Perluasan Wewenang Inti Revisi UU Terorisme

Share:
Rencana untuk merevisi Undang-Undang Nomor 15 Tahun 2003 tentang Pemberantasan Tindak Pidana Terorisme harus memuat perluasan wewenang aparat kemanan dalam penanganan teror.

Selain itu, pengawasan atas kewenangan yang diberikan pada aparat. Ini poin inti dalam revisi yang kemungkinan akan dilakukan DPR periode 2009-2014.

Usulan tersebut dikemukakan pengamat intelijen Wawan Purwanto, Selasa (1/9), menanggapi persetujuan DPR untuk merevisi UU Terorisme.

Diungkapkan, saat ini aparat kesulitan menangkap orang-orang yang dicurigai akan melakukan tindakan teror apabila tidak memiliki bukti.

Sehingga penanganan teror masih menggunakan pendekatan penanganan kriminal biasa.

“Oleh karena itu, perluasan wewenang tersebut harus tertuang secara tegas dalam revisi UU Terorisme. Ini sebagai upaya preventif dalam tindak pidana terorisme,” ujar Wawan.

Untuk mengawasi wewenang tersebut, Wawan juga mengatakan harus dibentuk komisi pengawas yang mengontrol tindakan aparat keamanan yang besar agar tidak terjadi penyalahgunaan kekuasaan.

Poin selanjutnya, tandas Wawan, adalah pelibatan desk antiteror TNI dalam penanganan terorisme. Pada poin itu harus ditegaskan tugas TNI adalah sebagai pendukung dari kepolisian agar tidak terjadi tumpang tindah wewenang.

Revisi UU Terorisme disepakati Senin (31/8) dalam rapat kerja antara Komisi I DPR dan jajaran menteri bidang politik dan keamanan, yaitu Menhan Yuwono Sudarsono, Panglima TNI Djoko Suyanto, Jaksa Agung Hendarman Supandji, Menhukham Andi Mattalatta, Mendagri Mardiyanto, Kapolri Bambang Hendarso Danuri, dan Menkopolhukam Widodo AS (Koran Jakarta, 1/9).

Pendapat senada dikemukakan pengamat intelijen Dynno Cresbon yang menyatakan semangat revisi UU Terorisme terletak pada akomodasi kewenangan intelijen desk antiteror TNI dan Badan Intelijen Negara (BIN) untuk melakukan deteksi, pencegahan, dan penindakan cepat aksi terorisme bersama kepolisian.

Dia menjelaskan bukti-bukti awal kegiatan terorisme, hasil temuan intelijen baik polisi, TNI, atau BIN kemudian dikoordinasikan secara bersama-sama.

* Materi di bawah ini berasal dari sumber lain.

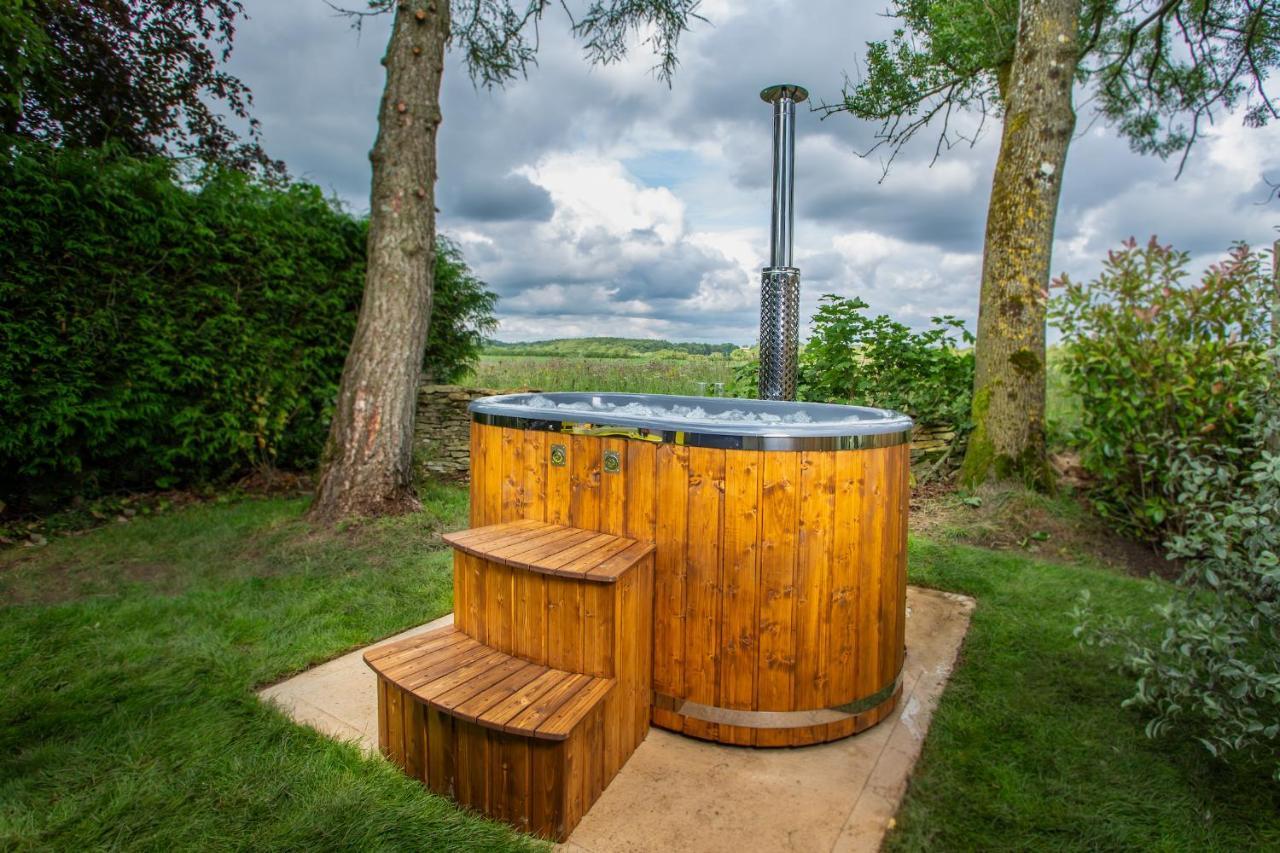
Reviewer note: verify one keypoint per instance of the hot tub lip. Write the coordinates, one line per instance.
(883, 428)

“Hasil bukti awal tersebut ditindaklanjuti dengan operasi pencegahan maupun penindakan baik kepolisian sendiri atau melibatkan lembaga lain,” kata Cresbon.


UU Perbantuan Militer

Mantan Ketua Yayasan Lembaga Bantuan Hukum Indonesia (YLBHI) Patra Zen menyatakan kalaupun harus tetap melibatkan TNI dalam penanganan teror dengan kewenangan yang lebih, mestinya hal itu termaktub dalam UU Perbantuan Militer. ” UU Perbantuan Militer itu dulu yang harus ada.”

Sedangkan Direktur Eksekutif Setara Institute Hendardi mengingatkan ketika TNI dilibatkan dengan kewenangan lebih, pasti ada implikasi penambahan anggaran. Oleh karena itu, lebih baik penambahan anggaran untuk program peningkatan keahlian kepolisian, khususnya Detasemen Khusus (Densus) 88 Polri dan intelijen.

Terkait tindak pidana terorisme itu, kepolisian, telah menetapkan status Muhammad Jibril sebagai tersangka dan langsung ditahan. Dia diduga ikut terlibat dalam proses aliran dana untuk kepentingan pengeboman dua hotel mewah di kawasan Kuningan, Jakarta Selatan, yakni Hotel JW Mariott dan Hotel Ritz Carlton.

“Namun polisi tetap mengedepankan asas praduga tak bersalah,” kata Kadiv Humas Mabes Polri Irjenpol Nanan Sukarna, Selasa (1/9). Polisi juga mengizinkan keluarga Muhammad Jibril bertemu dengan pemilik situs Arrahmah.com tersebut di Mako Brimob, Kelapa Dua, Depok.